RE: process pipe qualification range

Dear bro

you must understand the difference between procedure qualification and welder qualification.

i don't find the paragraph 432.1 in ASME ix except the table 432.1 which indicates the F-No. of electrode.

Maybe you means QW423.1


if a welder qualified use an WSP combined with a base metal designed to P-45No, he is qualified to welding the combination of P-No45 and P-No, with other variations of the WPS constant.

RE: process pipe qualification range

lslcpfcc is on the right track; Procedure qualification vs. welder qualification.

If the welder is properly qualified, then according to table QW-423.1, he is qualified to make the dissimilar weld.

However, if your contractor's WPS was qualified for welding P-No. 45 to P-No. 45, then it cannot be used for the dissimilar joint. A P-No. 45 to P-No. 1 WPS is required in this case. See Table QW-424.1

RE: process pipe qualification range

(OP)
seems these two post don't agree, I understand procedure vs welder quals. QW 423.1 offers a method of using alternative to the mat. used in a WPS and allows for the qualification to extend to the P numbers listed in the right col. as long as all other variables in the WPS are followed . what Im saying is welder is qualified to a P45-P45 wps and took a test using P45-P45 is he not qualified to weld P45-p1 per QW 423.1

RE: process pipe qualification range

If the welder took a test using P45 to P45 then he is qualified to weld P45 to P1 per QW423.1. But to make the weld a WPS (weld procedure specification) and PQR (procedure qualification record) for P45 to P1 must be
done. You have to have a WPS and a PQR for the 2 materials welded together. Hope that helps

RE: process pipe qualification range

(OP)
if as stated if he took a test welding P45-P45 under a WPS established for P45-P45 and as you stated he now qualified t weld P45-P1 , what WPS is he qualified to , if he qualified to the original P45 WPS then he is qualified to weld production P45-P1 welds under that WPS .otherwise I don't see a benefit to alternate base metal for welder test other than cost of materials

RE: process pipe qualification range

bhart,

I think your problem is that you don't know how to ask a question very well or explain what it is that you're seeking an answer for, so let me ask you a few questions.

Tell me exactly what material, weld rod, and welding process the welder qualified with.

Does your contractor have a WPS for welding P-No. 45 to P-No. 1?

RE: process pipe qualification range

bhart
Think of it this way. The welder is qualified to a process (GMAW, SMAW etc.) within the constraints of the essential variables. The weld procedure is qualified to the material as grouped by P#'s within the constraints of the essential variables for that process.

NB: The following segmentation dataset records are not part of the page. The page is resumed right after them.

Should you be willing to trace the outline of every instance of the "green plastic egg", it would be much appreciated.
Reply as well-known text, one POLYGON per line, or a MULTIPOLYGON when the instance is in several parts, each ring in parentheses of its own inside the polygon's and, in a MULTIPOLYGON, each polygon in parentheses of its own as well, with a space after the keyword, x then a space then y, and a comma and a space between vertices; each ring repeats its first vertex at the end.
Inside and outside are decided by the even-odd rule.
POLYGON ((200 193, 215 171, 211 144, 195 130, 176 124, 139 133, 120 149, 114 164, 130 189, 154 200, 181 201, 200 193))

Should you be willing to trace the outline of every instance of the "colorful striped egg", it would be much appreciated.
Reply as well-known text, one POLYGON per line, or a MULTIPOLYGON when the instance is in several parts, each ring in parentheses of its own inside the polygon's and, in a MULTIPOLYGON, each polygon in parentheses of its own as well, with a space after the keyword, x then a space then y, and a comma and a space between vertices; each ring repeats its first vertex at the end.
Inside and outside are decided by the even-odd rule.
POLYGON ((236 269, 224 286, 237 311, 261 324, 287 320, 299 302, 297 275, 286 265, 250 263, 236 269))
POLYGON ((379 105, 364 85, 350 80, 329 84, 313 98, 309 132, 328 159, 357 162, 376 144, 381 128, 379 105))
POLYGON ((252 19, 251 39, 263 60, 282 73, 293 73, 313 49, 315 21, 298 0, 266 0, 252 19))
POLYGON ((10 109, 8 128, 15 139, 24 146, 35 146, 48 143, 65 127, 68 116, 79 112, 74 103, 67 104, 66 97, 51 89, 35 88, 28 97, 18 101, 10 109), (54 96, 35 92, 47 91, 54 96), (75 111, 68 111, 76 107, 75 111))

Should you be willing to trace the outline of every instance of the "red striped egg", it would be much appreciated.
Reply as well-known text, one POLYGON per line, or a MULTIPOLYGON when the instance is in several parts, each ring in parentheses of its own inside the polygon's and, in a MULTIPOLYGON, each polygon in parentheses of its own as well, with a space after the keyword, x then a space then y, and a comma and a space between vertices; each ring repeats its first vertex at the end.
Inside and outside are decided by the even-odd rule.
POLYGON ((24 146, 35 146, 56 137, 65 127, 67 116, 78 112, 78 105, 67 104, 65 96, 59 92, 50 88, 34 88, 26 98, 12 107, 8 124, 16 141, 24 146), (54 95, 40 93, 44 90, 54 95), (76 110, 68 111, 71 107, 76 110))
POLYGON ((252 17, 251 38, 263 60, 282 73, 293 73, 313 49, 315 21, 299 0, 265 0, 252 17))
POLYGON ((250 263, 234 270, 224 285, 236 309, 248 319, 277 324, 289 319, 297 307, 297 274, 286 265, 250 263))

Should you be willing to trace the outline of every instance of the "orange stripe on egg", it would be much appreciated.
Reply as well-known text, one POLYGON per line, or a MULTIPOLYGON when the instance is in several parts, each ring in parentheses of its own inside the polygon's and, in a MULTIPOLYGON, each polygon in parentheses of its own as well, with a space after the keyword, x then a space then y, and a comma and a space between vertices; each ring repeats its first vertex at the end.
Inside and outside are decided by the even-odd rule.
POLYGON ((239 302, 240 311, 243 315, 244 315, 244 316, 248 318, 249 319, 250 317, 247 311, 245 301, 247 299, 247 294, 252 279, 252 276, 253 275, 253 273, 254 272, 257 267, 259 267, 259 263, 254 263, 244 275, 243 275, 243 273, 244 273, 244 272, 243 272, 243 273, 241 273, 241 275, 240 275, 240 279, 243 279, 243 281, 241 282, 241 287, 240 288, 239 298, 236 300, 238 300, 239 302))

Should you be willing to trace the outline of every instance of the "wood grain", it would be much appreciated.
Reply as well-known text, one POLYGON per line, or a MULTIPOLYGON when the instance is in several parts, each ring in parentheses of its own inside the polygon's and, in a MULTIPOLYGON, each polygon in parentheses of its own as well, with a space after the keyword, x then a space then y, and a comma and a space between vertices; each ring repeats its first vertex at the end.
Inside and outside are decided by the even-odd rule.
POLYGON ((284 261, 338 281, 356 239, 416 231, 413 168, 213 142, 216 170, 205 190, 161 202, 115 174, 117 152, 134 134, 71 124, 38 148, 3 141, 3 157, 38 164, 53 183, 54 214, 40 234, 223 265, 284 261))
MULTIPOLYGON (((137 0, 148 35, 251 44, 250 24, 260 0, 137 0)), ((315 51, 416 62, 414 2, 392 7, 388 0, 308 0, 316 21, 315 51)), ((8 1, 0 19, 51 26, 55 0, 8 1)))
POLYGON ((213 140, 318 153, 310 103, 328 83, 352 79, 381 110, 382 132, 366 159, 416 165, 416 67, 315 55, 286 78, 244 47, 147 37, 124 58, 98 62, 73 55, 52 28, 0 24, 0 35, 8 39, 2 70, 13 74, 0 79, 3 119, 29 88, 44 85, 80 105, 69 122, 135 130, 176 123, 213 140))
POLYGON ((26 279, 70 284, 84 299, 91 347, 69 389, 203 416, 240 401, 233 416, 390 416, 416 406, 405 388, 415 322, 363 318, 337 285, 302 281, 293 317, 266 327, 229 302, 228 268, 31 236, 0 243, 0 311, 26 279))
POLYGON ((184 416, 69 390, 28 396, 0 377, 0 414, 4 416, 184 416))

RE: process pipe qualification range

(OP)
then I see no benefit to QW423.1 , why offer a alternative to the base metal specified in the WPS if in you opinion you have to have a WPS for every combination of base metals , just do the combination WPS, why put it in code

RE: process pipe qualification range

The benefit is that you don't have to test your welder on every base metal or combination of basemetals he/she welds.

RE: process pipe qualification range

(OP)
david339933 is right

RE: process pipe qualification range

Have a look at QW-403.1

RE: process pipe qualification range

QW-403.1 is only applicable to certain processes, such as OFW, ESW, EGW, LBW, EBW. Should look at QW-424.